Pennsylvania Court Clears Way for L.B. Foster's Acquisition of Portec, But Justice Department Has Antitrust Concerns

On June 28, L.B. Foster Company (Nasdaq: FSTR) announced that the Court of Common Pleas of Allegheny County, Pa., had dissolved the preliminary injunction issued on April 21, 2010, that had enjoined the completion of L.B. Foster's tender offer for all of the common stock of Portec Rail Products, Inc. (Nasdaq: PRPX).

"We are pleased that this obstacle to L.B. Foster's acquisition of Portec has been removed," said Stan L. Hasselbusch, L.B. Foster's CEO.

Another hurdle has arisen, however. The company also announced that the U.S. Department of Justice had informally raised antitrust concerns regarding the proposed acquisition of Portec. As a condition of acquisition, the DOJ may request restructuring, and the alternatives may include the sale of some assets associated with the merged company's rail business. Hasselbusch said that L.B. Foster is evaluating the matter.
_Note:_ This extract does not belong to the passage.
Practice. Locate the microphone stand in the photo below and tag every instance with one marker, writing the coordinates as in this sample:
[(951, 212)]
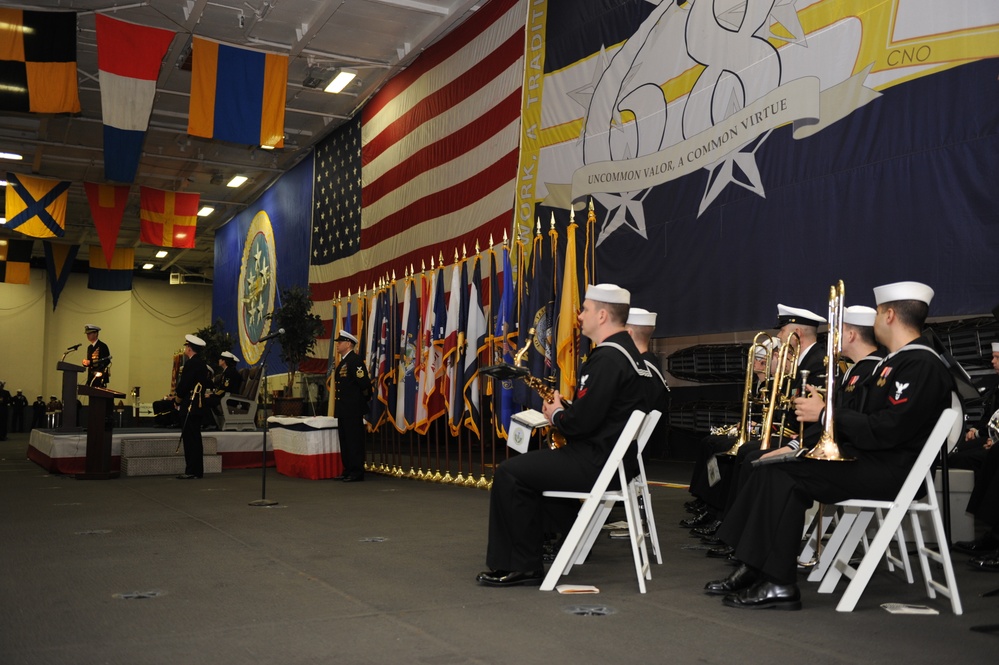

On February 16, 2010, L.B. Foster and its wholly owned subsidiary, Foster Thomas Company, entered into an Agreement and Plan of Merger with Portec. Pursuant to the merger agreement, L.B. Foster, through its subsidiary, commenced a tender offer for all of Portec's common stock at a price of $11.71 per share. The tender offer currently is set to expire on July 30, 2010. It is subject to all necessary antitrust clearances under the Hart-Scott-Rodino Antitrust Improvements Act of 1976.